Cuisson au feu de bois
Inspiré des asadores basques, le restaurant Belle Campagne rôtit pigeon, cèpes et même huîtres. L’usage du sarment de vigne recyclé réduit les déchets viticoles de 4 tonnes par an (chiffre interne 2024).
Sucré moins sucré
Les pâtissiers réduisent le saccharose de 20 % en moyenne. La maison Baillardran teste un canelé « index glycémique maîtrisé » pour répondre à la demande wellness.
Focus sur trois adresses emblématiques
La Tupina, gardienne des traditions
Fondée en 1968 par Jean-Pierre Xiradakis, La Tupina reste la référence de la cuisine au feu de cheminée. L’établissement écoule 20 kg de graisse d’oie chaque semaine. Certains critiques estiment le cassoulet bordelais supérieur au toulousain… opinion que je partage volontiers après une récente visite hivernale.
Racines, bistronomie rive droite
Ouvert en 2019, ce bistrot de 40 couverts privilégie les maraîchers de l’Entre-deux-Mers. Ticket moyen : 34 €. Les vins nature y occupent 70 % de la carte, signe d’une orientation responsable.
Eklo Rooftop, la nouvelle vague
Installé en 2023 sur les Bassins à flot, l’espace propose cuisine fusion et vue panoramique. Sa carte « plant forward » attire étudiants et touristes. Lieu idéal pour observer la mutation urbanistique du quartier.

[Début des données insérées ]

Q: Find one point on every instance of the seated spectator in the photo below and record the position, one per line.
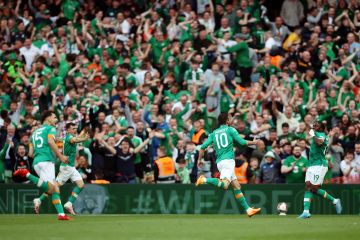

Comment reconnaître un canelé authentique ?
Pour répondre directement à vos requêtes, voici mes critères infaillibles :
- Taille : 5 cm de haut, poids 55 g.
- Croûte : caramélisée, brun acajou, jamais brûlée.
- Alvéoles : régulières, couleur vanille.
- Arôme : vanille Bourbon et rhum agricole (jamais d’essence).
Un canelé réussi se croque, se plie légèrement, puis reprend sa forme (test visuel simple).
Les odeurs de sarments brûlés, la rumeur des halles et la précision des jeunes cuisiniers font de la gastronomie bordelaise un terrain d’exploration permanent. J’y retourne chaque semaine, carnet à la main. Si, vous aussi, vous souhaitez approfondir vos découvertes—des marchés de quartier aux nouveaux rooftops—restez attentif : d’autres chroniques arrivent, prêtes à révéler les saveurs cachées derrière chaque façade en pierre blonde.